Start it from a simulator workspace:

jutul-agent web

This serves the UI at http://127.0.0.1:8742 by default. Open that address in a browser. The first session in a folder builds the simulator's Julia environment, which can take a few minutes; later sessions start in seconds. Use --port to change the port and --sim to pick the simulator; see the CLI reference for the full set of options.

The layout

The interface has two panes.

The conversation is on the left. You type a prompt, the agent runs the simulator, writes and runs Julia, and streams its work back as text, collapsible reasoning, and tool cards (the code it ran, file edits as diffs, a plan as a checklist, and captured output).

The canvas is on the right. Interactive plots and written reports are pinned here as tabs, so results stay visible while the conversation continues. The canvas opens when the first view is produced. You can switch tabs, resize the split, pop a view out into its own browser tab, or close the panel and reopen it from the top bar.

Type / in the message box for commands (switch the model, set the approval policy, compact the conversation, download a transcript, and more). Past sessions are listed in the left sidebar and reopen where you left off.

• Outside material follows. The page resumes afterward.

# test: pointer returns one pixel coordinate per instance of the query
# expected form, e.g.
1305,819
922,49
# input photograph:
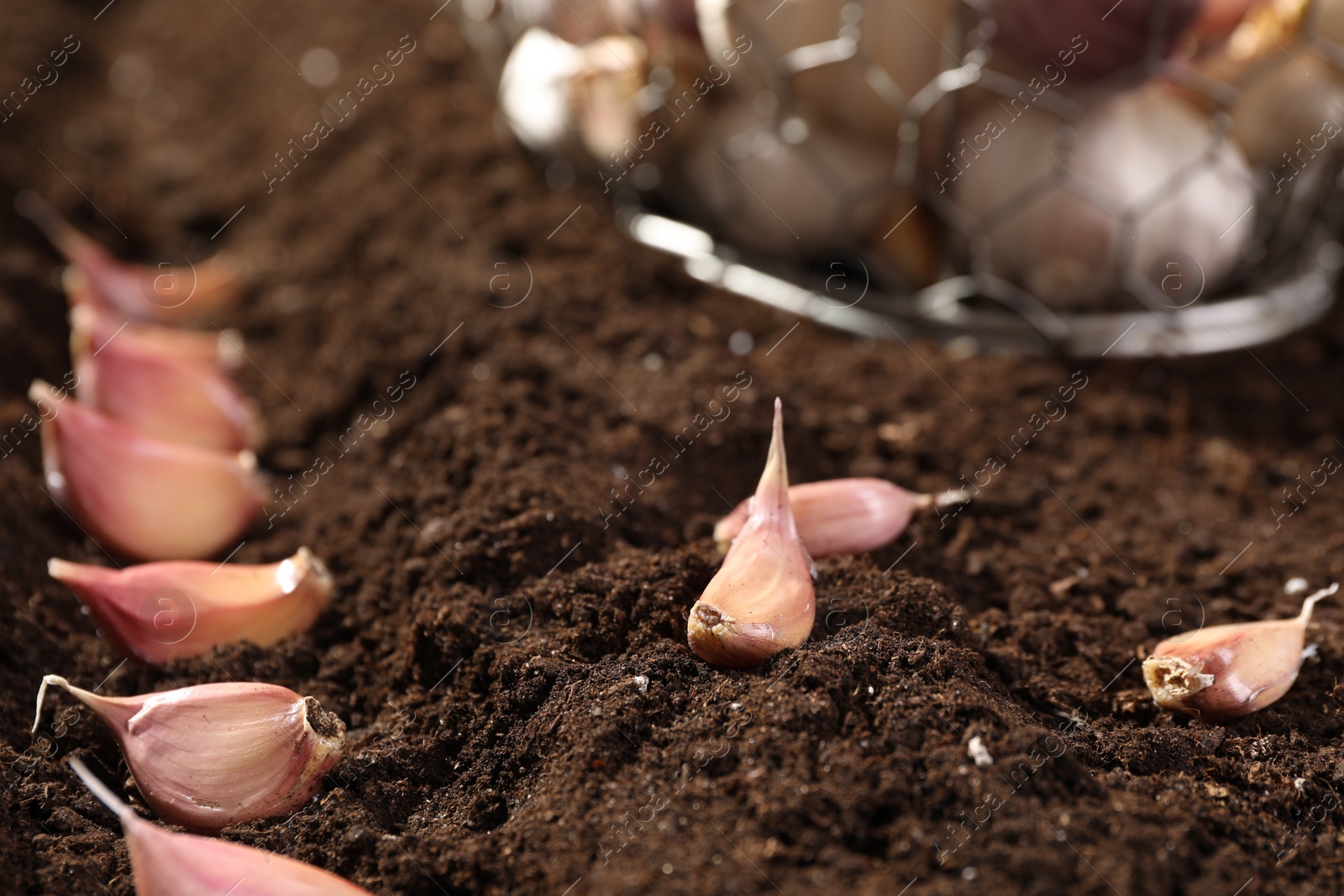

How it is built and shipped

The UI is a React and TypeScript application, built with Vite. The source lives in src/jutul_agent/interfaces/server/webapp. It is compiled ahead of time into src/jutul_agent/interfaces/server/web_dist, which is committed and shipped in the package. Users install with uv or pip and never need Node; the server serves the prebuilt bundle.

Contributors who change the UI rebuild that bundle:

cd src/jutul_agent/interfaces/server/webapp
npm install        # first time only
npm run build      # writes ../web_dist
npm test           # unit and component tests (vitest)

The webapp README has the full development workflow, including a dev server with hot reload that proxies to a running backend.

Extending the canvas

The canvas is the main place to extend the UI. Each pinned view has a kind (plot, report, and so on), and the canvas looks up a panel component for that kind. The built-in kinds render in an iframe (live plots and reports) or as an image. A new surface registers its own panel:

import { registerPanel } from "./canvas/registry";

registerPanel("map", MapPanel);

MapPanel is an ordinary React component that receives the view and renders it. For example, a MapLibre map that places geothermal wells for Fimbul would be a map panel. The agent emits a view of that kind over the wire protocol (a viz message carries the kind, and a tool can drive the panel through ui actions), and the canvas mounts the registered panel. The canvas core does not change.

This keeps an extension small and self-contained: a Julia or Python tool on the backend produces the data, a wire kind names the surface, and a registered panel draws it.

Producing an interactive plot from a tool

A view does not always need a custom panel. The simplest interactive plot is a tool that renders a Makie figure and writes it as self-contained HTML, which the canvas shows in an iframe. Getting the WGLMakie and Bonito wiring right is the fiddly part, so the demo example is the reference: its plot_response tool renders a WGLMakie figure and exports it with Bonito.export_static, then records it as an artifact that the canvas pins automatically. See examples/demo-app. The built-in plot_julia tool serves a live, fully interactive figure the same way, kept offscreen so no native window opens.